Ablation Study: Comparison with Existing Work Criteria¶

Research Topic (Representative Work)	C1 Known	C2 Knobs	C3 Computable	C4 Falsifiable	Probe Method Contribution
Data Diversity (Makkuva 2025)	✓	Partial	✓	✗	Intervention grids + failure rules
Data Curation (Wettig 2024)	✗	Partial	✓	✗	Known process generators + transfer protocol
ICL (Von Oswald 2023)	Partial	✓	✓	✗	Mapping distribution shifts to source hypotheses
Robustness (Sainz 2023)	✗	Partial	✓	✗	Explicit perturbation intensity + thresholds

Key Findings¶

Training loss = \(T{=}1\) sampling holds only for single steps: When the probe-LLM autoregressively generates 127 tokens from a single starting token, the average NLL distribution shifts significantly higher than the Markov ground-truth (sequences are more predictable than the true distribution).

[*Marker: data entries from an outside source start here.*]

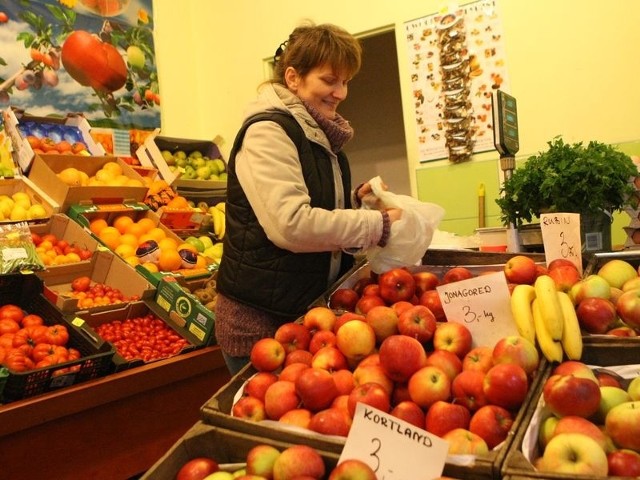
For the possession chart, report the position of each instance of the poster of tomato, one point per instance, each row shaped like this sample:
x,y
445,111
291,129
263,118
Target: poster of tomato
x,y
94,57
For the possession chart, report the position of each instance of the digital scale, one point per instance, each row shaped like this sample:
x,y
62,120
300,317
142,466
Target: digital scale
x,y
505,139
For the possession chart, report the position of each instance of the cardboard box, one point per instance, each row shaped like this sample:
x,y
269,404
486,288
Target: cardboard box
x,y
107,268
84,214
87,322
9,186
150,154
226,447
23,153
65,229
46,167
185,309
95,361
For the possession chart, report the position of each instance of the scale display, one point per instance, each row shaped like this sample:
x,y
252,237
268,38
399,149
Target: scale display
x,y
505,121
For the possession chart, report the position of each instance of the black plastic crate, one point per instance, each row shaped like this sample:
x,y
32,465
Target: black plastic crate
x,y
25,291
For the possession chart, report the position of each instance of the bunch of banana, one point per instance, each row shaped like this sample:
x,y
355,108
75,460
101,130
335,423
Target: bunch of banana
x,y
217,213
547,317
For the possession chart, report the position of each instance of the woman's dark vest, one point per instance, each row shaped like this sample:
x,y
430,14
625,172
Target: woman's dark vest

This is the synthetic counterpart to the observation that "LLM long-sequence generation is inferior to humans."
At \(T{=}1.25\), a bimodal distribution appears—most sequences are more predictable than ground-truth, while a few have abnormally high NLL, corresponding to the empirical experience of "LLMs are usually conservative but occasionally hallucinate."
The typical set tri-regime acts as a falsifiable diagnostic more actionable than descriptive terms like "repetitive degradation."

Highlights & Insights¶

Reduction records as first-class citizens: Requiring every experiment to list what was removed and what was kept addresses the "synthetic simplification" skepticism often found in research.
The value of NLL lies in knowing the distribution: Typical set analysis is impossible on real corpora because \(p(x^n)\) cannot be calculated. Sacrificing expressivity for a computable distribution is the core of this position.
Unified protocol for bottom-up and top-down paths: This avoids the typical slide in synthetic data research from "we saw X in a toy model" to "therefore X exists in LLMs" via a rigorous transfer process.

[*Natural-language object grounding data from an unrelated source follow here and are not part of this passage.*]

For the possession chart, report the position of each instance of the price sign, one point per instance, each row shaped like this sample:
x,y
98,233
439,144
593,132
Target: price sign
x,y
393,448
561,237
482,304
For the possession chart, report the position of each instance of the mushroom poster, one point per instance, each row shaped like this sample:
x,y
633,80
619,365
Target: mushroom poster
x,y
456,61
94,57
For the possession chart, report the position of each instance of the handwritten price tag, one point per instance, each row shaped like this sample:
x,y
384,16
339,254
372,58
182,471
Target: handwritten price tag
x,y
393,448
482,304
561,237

Limitations & Future Work¶

Markov chains are entry-level and cannot cover semantics, pragmatics, or world knowledge.
The EV (External Validity) currently uses qualitative alignment rather than formalized statistical tests.
Vocab size (128) and state space are tiny compared to 50k+ real vocabularies; the scaling assumption remains a hypothesis to be tested.
Future directions include PCFG probes (hierarchical grammar + depth/branching factors) and "creative" probes (transformations applied to base probes) to expand from 1D entropy to multidimensional data characteristic spectra.

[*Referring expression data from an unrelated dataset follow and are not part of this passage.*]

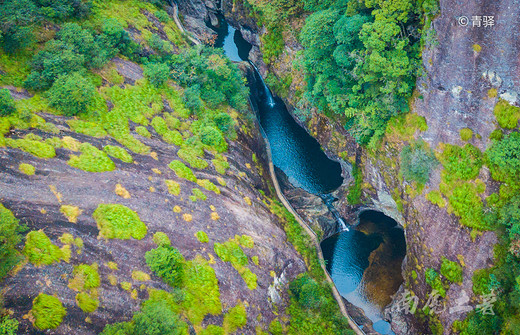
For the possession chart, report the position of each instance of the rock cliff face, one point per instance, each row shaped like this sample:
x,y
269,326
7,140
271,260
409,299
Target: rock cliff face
x,y
239,209
460,68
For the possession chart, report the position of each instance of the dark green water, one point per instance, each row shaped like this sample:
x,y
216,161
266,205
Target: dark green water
x,y
300,157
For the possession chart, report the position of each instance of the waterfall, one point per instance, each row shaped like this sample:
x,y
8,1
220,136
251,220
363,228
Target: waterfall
x,y
327,200
269,96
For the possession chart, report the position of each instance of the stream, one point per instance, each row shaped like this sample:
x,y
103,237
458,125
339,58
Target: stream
x,y
364,262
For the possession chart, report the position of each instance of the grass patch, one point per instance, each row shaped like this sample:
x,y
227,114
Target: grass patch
x,y
71,212
41,251
208,185
27,169
506,114
182,171
48,311
451,270
197,195
173,187
466,134
202,237
118,221
91,160
230,251
119,153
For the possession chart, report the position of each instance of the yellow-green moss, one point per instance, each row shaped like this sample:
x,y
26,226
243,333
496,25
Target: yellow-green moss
x,y
118,221
27,169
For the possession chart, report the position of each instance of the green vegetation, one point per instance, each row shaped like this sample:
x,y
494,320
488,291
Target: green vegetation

vs Physics of LLMs (Allen-Zhu et al.): Both use synthetic data, but Physics of LLMs often uses hand-designed data for specific tasks, lacking a unified probabilistic definition for information-theoretic analysis.
vs Theory (Makkuva 2025, Rajaraman 2024): These provide asymptotic results on simplified architectures but lack transfer protocols to real LLMs.
vs Mech-Interp (Singh 2024): Mechanical interpretability answers "how the model computes"; this paper answers "what data causes this computation to be learned." Combining them could map "data characteristics → internal mechanism → external behavior."

Rating¶

Novelty: ⭐⭐⭐⭐ Elevating "data probes" to a methodology with criteria and transfer protocols is a genuine conceptual contribution.
Experimental Thoroughness: ⭐⭐⭐ As a position paper, it only provides a GPT-2 small + Markov chain demo, proving feasibility but leaving empirical burdens to the community.
Writing Quality: ⭐⭐⭐⭐ Clear structure; the Claim Card and reduction record templates are highly reusable.
Value: ⭐⭐⭐⭐ If accepted, this contract could significantly improve the cumulativeness of synthetic LLM research.